Positional operators work with columnar data and are specifically designed for massive filtering, filtering joins and network communication. Lightweight intermediates and good cache locality are important here.
Using the Volcano execution model, PosDB represents each query by a tree of operators that support the iterator interface. Other than iterators, PosDB also supports vectorized processing. PosDB supports parallel operators including SyncReader. PosDB has two operators for supporting intraquery parallelism: Asynchronizer and UnionAll. Asynchronizer is a unary operator that only executes the child operator in a thread while UnionAll is a polyadic operator that executes all child operators and then merges the results.

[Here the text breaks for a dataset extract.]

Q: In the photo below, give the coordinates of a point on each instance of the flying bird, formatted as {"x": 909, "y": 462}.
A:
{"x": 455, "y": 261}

On the other hand, tuple-based operators target aggregation, which needs multiple operations for each wide row. The first (lowest) of these operators is a materialization point: positional data is transformed into tuples. The transformation is sometimes coupled with grouping and window functions to reduce the amount of materialized data.
PosDB supports inter- and intra- query parallelism. To implement the latter PosDB uses two special operators. Asynchronizer allows it to execute a single operator tree in a separate thread and UnionAll is used to collect data from several subtrees that are executed in their own threads.
PosDB is a natively distributed DBMS in terms of both data and query execution. Each table may be fragmented and replicated across multiple nodes. A number of table-level fragmentation strategies are supported: round-robin, hash and range partitioning. Distributed query execution allows PosDB to run a query on multiple nodes, with each node processing an arbitrary part of the query plan. Both positional and tuple operators can be executed on arbitrary nodes, regardless of where their children reside. Also, several operators support internal distribution embedded into their core algorithms, like distributed join and aggregation.
PosDB supports a subset of SQL which consists of selection, projection, join, ordering, aggregation, and window functions (a naive rule-based optimizer is run). It does not support nested queries, updates, deletion, and data definition language (DDL).
It also provides a C++ interface that allows manual query plan construction with exact details of used algorithms and distributed schema.
Since PosDB is a disk-based system all data resides on disk. Disk subsystem efficiency is provided via columnar storage and a buffer manager. The former reduces disk load and helps in homogenizing processed data. A buffer manager allows important data to stay in memory for longer, including the case of several concurrently running queries.
Decomposition Storage Model (Columnar)
PosDB is a column-oriented DBMS.
Indexed Sequential Access Method (ISAM)
The data is stored on disk and the system has a storage manager which manages the data and provides access to them. Each replica is stored in a separate file without paging and the buffer manager can help with efficient query execution.
PosDB supports materialized views and utilize the late materialization strategy. It also implements other optimizations including multi-columns and ultra-late materialization. It can support a wide range of queries including window functions.